Muss beim Anblick des Covers immer an den Microsoft iPod denken...


----------



## Freezeman (15. November 2006)

bsekranker am 15.11.2006 18:44 schrieb:
			
		

> [X] Zu unaufgeräumt



Dito.

Mir wäre ein schlichteres Cover lieber. 
Da ich Abonennent bin, muss ich nicht mit dem Cover auf jedes Fitzelchen was im Heft ist hingewiesen werden.
Ich fordere deshalb ein Abonennten-Cover! Und bevor sich einer aufregt "das würde zuviel kosten" , bei einem anderen Magazin gehts schliesslich auch.


----------



## MiffiMoppelchen (15. November 2006)

Freezeman am 15.11.2006 18:51 schrieb:
			
		

> Ich fordere deshalb ein Abonennten-Cover! Und bevor sich einer aufregt "das würde zuviel kosten" , bei einem anderen Magazin gehts schliesslich auch.
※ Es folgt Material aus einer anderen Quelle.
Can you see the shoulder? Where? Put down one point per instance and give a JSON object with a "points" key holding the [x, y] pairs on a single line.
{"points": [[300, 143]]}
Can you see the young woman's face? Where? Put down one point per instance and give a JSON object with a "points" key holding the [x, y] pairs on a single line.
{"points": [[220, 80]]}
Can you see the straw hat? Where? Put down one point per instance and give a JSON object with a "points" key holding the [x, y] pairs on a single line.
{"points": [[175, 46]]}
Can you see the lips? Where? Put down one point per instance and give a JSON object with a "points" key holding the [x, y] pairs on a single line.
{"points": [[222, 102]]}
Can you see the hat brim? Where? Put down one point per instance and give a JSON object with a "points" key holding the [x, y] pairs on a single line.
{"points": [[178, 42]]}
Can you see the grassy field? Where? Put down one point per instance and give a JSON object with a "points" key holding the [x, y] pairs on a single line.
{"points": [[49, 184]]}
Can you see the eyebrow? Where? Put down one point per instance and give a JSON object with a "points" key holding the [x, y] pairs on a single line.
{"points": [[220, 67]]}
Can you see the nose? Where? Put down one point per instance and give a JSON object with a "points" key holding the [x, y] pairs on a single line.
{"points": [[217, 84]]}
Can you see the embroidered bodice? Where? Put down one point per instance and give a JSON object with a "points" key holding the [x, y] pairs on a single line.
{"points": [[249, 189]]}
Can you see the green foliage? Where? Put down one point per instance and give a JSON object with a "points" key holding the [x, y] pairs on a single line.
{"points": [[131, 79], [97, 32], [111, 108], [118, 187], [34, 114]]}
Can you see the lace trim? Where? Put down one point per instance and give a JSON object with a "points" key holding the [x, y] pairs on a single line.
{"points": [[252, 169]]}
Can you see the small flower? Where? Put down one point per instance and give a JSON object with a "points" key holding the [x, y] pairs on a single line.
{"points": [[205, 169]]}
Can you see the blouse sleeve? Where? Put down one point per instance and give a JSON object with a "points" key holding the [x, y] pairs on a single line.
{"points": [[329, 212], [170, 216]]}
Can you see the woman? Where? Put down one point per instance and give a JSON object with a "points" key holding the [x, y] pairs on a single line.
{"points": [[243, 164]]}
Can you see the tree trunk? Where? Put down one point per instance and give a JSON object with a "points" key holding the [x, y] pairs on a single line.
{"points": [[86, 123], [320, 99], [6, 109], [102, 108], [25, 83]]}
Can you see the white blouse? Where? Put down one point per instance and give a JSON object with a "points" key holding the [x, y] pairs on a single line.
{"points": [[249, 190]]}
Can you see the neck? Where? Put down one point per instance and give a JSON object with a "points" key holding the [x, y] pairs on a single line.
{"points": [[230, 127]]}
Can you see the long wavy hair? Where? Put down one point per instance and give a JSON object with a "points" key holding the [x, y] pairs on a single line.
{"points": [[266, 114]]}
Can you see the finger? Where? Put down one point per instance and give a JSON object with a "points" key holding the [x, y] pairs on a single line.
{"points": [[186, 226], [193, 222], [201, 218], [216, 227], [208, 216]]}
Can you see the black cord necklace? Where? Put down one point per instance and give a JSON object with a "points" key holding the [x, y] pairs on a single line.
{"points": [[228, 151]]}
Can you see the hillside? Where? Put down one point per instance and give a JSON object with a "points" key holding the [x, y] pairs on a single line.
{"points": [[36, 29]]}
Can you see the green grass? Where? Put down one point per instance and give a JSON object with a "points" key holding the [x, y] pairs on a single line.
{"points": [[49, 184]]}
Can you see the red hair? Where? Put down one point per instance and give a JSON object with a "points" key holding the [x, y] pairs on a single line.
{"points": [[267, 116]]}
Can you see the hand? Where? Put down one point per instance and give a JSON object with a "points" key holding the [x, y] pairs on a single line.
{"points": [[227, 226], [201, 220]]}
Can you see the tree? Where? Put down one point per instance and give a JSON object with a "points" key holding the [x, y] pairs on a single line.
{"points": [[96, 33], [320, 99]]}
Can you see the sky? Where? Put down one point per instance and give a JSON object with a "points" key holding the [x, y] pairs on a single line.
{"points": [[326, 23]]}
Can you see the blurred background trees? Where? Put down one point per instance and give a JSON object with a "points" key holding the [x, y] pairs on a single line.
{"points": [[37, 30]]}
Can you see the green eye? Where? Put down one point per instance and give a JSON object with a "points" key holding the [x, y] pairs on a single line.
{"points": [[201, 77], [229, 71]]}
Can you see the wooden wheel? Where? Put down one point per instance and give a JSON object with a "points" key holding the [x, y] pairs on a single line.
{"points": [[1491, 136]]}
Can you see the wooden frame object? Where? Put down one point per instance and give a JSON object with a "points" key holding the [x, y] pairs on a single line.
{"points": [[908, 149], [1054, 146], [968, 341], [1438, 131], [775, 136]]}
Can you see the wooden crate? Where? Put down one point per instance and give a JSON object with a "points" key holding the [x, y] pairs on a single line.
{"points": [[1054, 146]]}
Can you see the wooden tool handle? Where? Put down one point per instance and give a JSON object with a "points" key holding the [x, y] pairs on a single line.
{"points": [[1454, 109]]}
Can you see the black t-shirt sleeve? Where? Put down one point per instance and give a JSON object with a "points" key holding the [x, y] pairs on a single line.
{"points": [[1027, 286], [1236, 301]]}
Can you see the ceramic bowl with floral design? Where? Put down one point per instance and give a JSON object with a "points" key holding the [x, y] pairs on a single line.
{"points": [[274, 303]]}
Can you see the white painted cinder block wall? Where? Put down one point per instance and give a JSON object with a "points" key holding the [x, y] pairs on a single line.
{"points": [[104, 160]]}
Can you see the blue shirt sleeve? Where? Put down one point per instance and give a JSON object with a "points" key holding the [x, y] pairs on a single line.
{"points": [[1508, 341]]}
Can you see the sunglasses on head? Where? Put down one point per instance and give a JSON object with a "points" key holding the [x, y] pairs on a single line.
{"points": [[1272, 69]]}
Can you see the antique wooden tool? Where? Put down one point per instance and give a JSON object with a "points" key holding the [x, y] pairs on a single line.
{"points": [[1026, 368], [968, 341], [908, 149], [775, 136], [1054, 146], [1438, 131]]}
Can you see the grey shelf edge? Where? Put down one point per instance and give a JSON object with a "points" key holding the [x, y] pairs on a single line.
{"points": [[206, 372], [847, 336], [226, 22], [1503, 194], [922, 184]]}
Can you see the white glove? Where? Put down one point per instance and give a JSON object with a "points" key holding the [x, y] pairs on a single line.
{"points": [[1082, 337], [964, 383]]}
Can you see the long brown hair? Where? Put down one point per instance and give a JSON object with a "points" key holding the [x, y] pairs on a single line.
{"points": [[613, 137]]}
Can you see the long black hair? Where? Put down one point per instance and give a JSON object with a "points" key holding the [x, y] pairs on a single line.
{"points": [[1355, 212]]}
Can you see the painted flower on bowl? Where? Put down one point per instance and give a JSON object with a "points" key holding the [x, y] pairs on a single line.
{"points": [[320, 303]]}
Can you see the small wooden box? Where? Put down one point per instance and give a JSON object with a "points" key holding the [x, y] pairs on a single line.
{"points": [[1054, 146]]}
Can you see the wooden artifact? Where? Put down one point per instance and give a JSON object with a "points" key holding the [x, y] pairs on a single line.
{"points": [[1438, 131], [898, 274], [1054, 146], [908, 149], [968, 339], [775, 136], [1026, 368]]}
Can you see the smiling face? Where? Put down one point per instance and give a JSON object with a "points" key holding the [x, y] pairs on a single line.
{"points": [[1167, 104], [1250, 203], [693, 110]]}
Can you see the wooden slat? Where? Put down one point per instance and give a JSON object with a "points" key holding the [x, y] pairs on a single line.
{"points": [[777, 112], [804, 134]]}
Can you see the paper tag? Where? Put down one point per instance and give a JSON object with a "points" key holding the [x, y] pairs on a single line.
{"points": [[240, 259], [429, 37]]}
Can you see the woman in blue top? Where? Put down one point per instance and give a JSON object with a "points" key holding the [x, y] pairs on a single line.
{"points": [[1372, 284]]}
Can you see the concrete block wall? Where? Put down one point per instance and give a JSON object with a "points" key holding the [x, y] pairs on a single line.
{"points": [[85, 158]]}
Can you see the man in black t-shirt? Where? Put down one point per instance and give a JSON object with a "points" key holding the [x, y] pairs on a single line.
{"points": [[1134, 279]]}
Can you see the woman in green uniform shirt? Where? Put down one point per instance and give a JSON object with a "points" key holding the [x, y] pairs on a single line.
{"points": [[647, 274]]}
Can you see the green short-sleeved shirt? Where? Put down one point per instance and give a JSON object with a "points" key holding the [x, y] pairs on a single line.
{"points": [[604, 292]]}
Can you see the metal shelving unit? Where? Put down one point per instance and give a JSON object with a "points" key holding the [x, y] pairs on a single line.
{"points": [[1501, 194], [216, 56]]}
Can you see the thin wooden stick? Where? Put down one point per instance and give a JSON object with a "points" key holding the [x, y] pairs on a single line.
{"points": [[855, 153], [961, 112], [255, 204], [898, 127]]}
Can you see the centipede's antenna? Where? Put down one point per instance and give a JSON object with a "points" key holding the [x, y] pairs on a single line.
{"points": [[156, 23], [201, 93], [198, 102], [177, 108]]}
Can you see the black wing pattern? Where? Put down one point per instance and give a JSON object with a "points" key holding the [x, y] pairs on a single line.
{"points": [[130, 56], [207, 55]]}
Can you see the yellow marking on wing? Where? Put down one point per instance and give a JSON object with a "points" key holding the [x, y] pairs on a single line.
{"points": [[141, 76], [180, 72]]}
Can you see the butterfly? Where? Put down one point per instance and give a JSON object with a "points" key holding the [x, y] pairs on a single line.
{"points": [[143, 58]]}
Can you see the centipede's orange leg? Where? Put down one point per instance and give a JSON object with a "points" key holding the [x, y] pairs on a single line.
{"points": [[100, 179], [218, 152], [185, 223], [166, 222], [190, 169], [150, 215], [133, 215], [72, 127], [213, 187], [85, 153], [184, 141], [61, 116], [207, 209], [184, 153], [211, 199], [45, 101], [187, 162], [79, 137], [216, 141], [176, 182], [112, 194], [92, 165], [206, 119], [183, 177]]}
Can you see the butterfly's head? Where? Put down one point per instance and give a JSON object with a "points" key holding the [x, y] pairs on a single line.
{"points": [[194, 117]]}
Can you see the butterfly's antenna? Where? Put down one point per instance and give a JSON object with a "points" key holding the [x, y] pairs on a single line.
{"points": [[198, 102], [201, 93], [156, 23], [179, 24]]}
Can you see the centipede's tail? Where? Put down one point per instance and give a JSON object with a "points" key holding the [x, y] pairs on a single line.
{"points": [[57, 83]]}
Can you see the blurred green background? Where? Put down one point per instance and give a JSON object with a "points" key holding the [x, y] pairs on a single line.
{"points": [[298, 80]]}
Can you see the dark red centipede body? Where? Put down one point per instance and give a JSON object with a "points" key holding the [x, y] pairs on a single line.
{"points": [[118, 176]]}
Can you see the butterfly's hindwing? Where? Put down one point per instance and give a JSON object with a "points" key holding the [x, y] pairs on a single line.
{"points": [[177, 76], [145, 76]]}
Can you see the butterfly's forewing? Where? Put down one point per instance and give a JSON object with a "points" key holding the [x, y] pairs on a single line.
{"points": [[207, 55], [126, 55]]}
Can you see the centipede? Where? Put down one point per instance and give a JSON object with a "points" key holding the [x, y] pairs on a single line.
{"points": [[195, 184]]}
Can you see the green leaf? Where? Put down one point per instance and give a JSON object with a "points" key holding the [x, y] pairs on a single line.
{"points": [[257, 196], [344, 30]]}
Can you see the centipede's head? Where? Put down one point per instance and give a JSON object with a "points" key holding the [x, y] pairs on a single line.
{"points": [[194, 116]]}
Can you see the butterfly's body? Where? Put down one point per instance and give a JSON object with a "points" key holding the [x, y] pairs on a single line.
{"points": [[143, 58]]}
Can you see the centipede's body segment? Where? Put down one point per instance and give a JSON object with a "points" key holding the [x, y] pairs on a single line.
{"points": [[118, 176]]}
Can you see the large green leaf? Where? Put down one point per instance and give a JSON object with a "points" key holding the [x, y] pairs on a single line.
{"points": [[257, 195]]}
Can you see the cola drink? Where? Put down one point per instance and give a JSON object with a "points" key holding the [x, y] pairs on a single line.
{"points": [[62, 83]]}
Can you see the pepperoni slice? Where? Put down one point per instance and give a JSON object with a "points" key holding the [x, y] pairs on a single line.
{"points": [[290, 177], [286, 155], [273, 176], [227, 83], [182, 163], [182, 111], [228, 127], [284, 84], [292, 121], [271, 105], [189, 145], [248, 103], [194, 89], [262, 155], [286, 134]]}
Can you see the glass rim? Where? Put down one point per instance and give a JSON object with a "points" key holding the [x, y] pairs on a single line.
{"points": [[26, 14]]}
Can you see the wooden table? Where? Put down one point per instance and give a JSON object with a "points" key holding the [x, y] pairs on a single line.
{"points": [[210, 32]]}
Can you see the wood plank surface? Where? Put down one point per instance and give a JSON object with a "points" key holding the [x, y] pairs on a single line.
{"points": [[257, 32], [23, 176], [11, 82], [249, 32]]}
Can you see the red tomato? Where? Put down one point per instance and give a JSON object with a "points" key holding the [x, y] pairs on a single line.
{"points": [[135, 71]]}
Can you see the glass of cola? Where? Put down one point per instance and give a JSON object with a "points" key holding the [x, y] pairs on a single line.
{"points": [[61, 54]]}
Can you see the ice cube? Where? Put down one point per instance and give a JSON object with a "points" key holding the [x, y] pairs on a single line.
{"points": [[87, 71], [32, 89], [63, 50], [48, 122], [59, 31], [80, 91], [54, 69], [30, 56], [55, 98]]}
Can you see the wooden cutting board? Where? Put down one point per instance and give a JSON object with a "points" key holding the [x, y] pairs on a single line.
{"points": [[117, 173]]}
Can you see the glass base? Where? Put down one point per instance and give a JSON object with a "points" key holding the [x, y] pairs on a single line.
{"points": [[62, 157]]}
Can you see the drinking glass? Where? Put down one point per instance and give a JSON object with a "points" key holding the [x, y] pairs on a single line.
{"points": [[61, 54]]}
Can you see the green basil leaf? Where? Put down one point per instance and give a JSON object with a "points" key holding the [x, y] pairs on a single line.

Naja, aber man muss sich von der Konkurrenz schliesslich abheben. Warum Zeitung x kaufen, wenn Zeitung y dasselbe bietet?


----------



## Freezeman (15. November 2006)

MiffiMoppelchen am 15.11.2006 19:00 schrieb:
			
		

> Freezeman am 15.11.2006 18:51 schrieb:
> 
> 
> 
> ...



Ähm... ich weiß ja nicht was dir das Wort "Abonnement" sagt, aber normalerweise bedeutet das, dass man eine Zeitschrift im Laden nicht mehr kaufen muss...


----------



## DawnHellscream (15. November 2006)

eigentlich garnichts ..aber die letzte auswahl hat mir zugesagt.... ^^


----------



## machbetmachallabett (15. November 2006)

DawnHellscream am 15.11.2006 19:09 schrieb:
			
		

> eigentlich garnichts ..aber die letzte auswahl hat mir zugesagt.... ^^


Jo, ich hab auch auf nackische Mädels getippt. Da sinds jetzt schon 35 %. Man merkt schon dass die PCG Community hauptsächlich aus Männern besteht.


----------



## Hadrian (15. November 2006)

SYSTEM am 15.11.2006 18:34 schrieb:
			
		

> Jetzt ist Ihre Meinung gefragt: Hier können Sie Ihren Kommentar zum Quickpoll veröffentlichen und mit  anderen Lesern darüber diskutieren.



Momentan ist mir das Coverbild etwas zu klein und insgesamt zu viel Schrift vorhanden. Frühere Jahrgänge (insb. aus den späten Neunzigern) fand ich optisch ansprechender: Ein großes Coverbild des jeweiligen Hefthighlights und einige wenige Hinweise auf den Heftinhalt, die sofort ins Auge fielen.


----------



## Nali_WarCow (15. November 2006)

Freezeman am 15.11.2006 18:51 schrieb:
			
		

> bsekranker am 15.11.2006 18:44 schrieb:
> 
> 
> 
> ...


So sehe ich es auch. Viel zu überladen, zu viel Text, zu viele Mega-Super-Exklusiv-Ausdrücke und eine wirklich häßliche linke Seite / ehemalige "Flappe". Wenn ich mir da das aktuelle Cover mit einem aus dem Jahre 2002 vergleiche, dann war damals doch einiges besser.


----------



## MiffiMoppelchen (15. November 2006)

Freezeman am 15.11.2006 19:03 schrieb:
			
		

> MiffiMoppelchen am 15.11.2006 19:00 schrieb:
> 
> 
> 
> ...


Ähm, das lässt sich auch für Abonnenten umformulieren:
Warum Zeitung x abonnieren, wenn Zeitung y dasselbe bietet?


----------



## Freezeman (15. November 2006)

MiffiMoppelchen am 15.11.2006 21:16 schrieb:
			
		

> Ähm, das lässt sich auch für Abonnenten umformulieren:
> Warum Zeitung x abonnieren, wenn Zeitung y dasselbe bietet?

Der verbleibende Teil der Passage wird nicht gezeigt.